User testing is qualitative research. The main purpose of user testing is to find and remove problems. Given this I have always assumed that the removal of negatives is good for the design, even if we cannot know what the true frequency of problems are in the wider population. That is, we know difficulty in the lab will mean difficulty in the real-world even if we don't know whether it's 20% or 60% of people that will have that problem.
In terms of positive results I am less sure about using this assumption. I have reported positive findings to show balance and to highlight what is working well in order to encourage teams and maintain successful features (as www.usability.gov argues too). But I get increasingly uncomfortable when things such as colour preferences are extrapolated to the wider user population.
When reading about what makes a qualitative study, showing rich specific content in a specific context is its key strength. The general argument is not we seek to generalise to a wider population but we develop, or generalise, to a theory (Bryman, 2008; Creswell, 2009, Grbich 2007).
I would argue that the temptation to generalise to a wider population is inherent. In fact clients would argue why on earth should I do any research if I cannot generalise to my wider customers. Why do a focus group when we cannot generalise outside the session?
Williams (2000 in Bryman 2008), argues that 'moderatum generalizations' are allowable: linkages can be made to similar groups. For example behaviour of football hooligans in one football club is related to other case studies of different football hooligans.
At a broader level I would assume that one of the points of creating theory in qualitative studies is that is generalisable. I find the idea of 'theoretical sampling & saturation' interesting: you sample, collect data and analyse until there is only repeated information (from Grounded Theory - Glaser & Strauss 1967, Strauss & Corbin 1988). Given this if we have consistent analysis of a positive interaction then we can assume it will work in general. We are not making a conclusion about frequency but a deeper more abstract judgment, for example the button 'affords' clicking through its visual design and therefore it is a good design feature. However to what level do we really theorise in user testing?
So where does this leave us? Feedback on interaction is difficult to get via other methodologies.

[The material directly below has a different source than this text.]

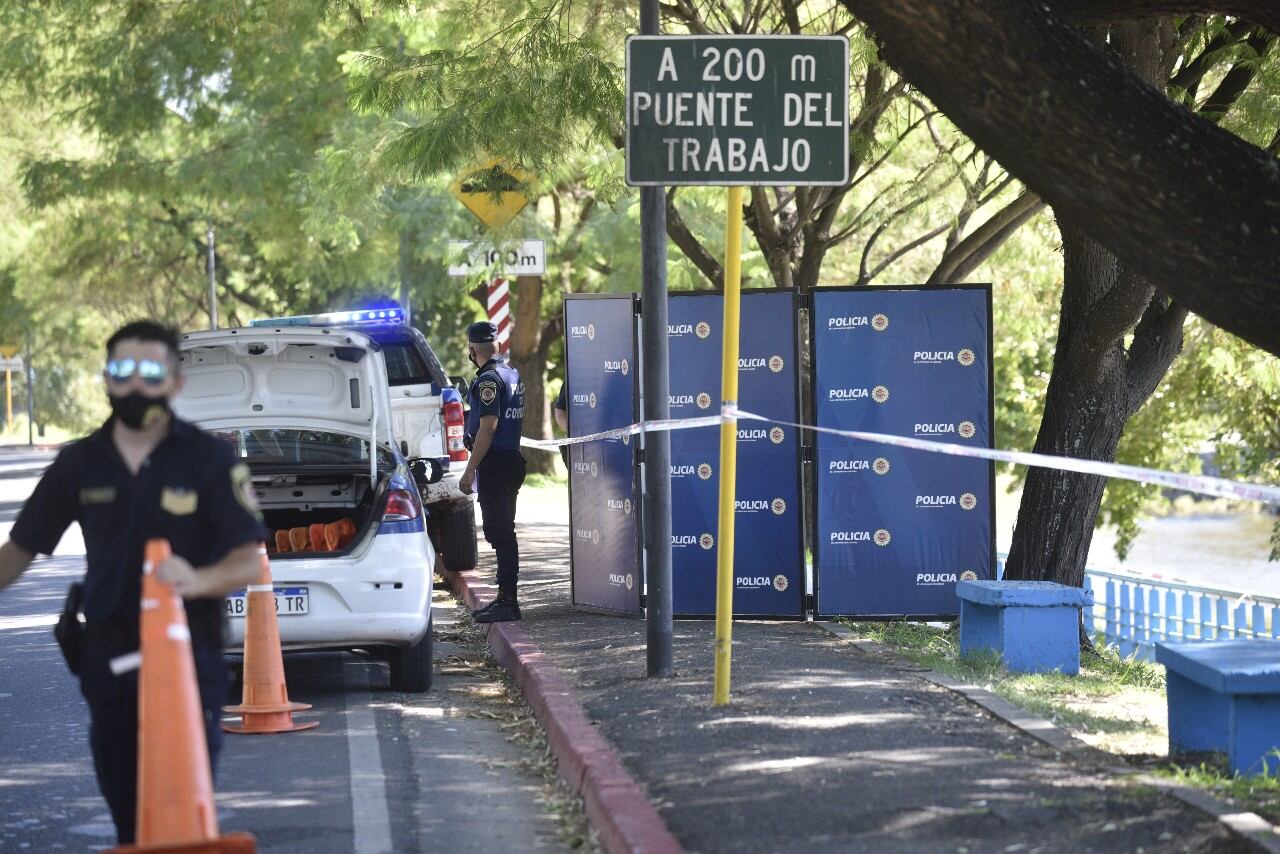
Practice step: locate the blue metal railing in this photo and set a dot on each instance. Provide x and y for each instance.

I still want to report interactions that are working well for a design otherwise I fear the design will be paralysed within continual redesign from scratch. We do violate the principles of generalisation - we are assuming if everyone in the session understands the check-out process, the wider user population will too.
However with other types of feedback, such as preferences, perhaps we should not take a 'some information is better than none' approach. User testing can create hypotheses that should be further examined using other methods such as A/B testing, surveys or web analytics. For example if 6 out of 8 people liked the content tone this is an indication it could be working but it is not a definitive 'yes'. This is where I'm a fan of triangulation: using multiple data points and methodologies to get a clearer idea of the state of the world.
I haven't decided what I think about this topic - how can we be pragmatic and helpful without being misinforming? Definitely welcome discussion
References:
Bryman, Alan (2008). Social Science Research Methods. 3rd Edn. Oxford University Press.
Creswell, John W. (2009) Research Design. Sage Publications
Grbich, Carol (2007). Qualitative data analysis. Sage Publications.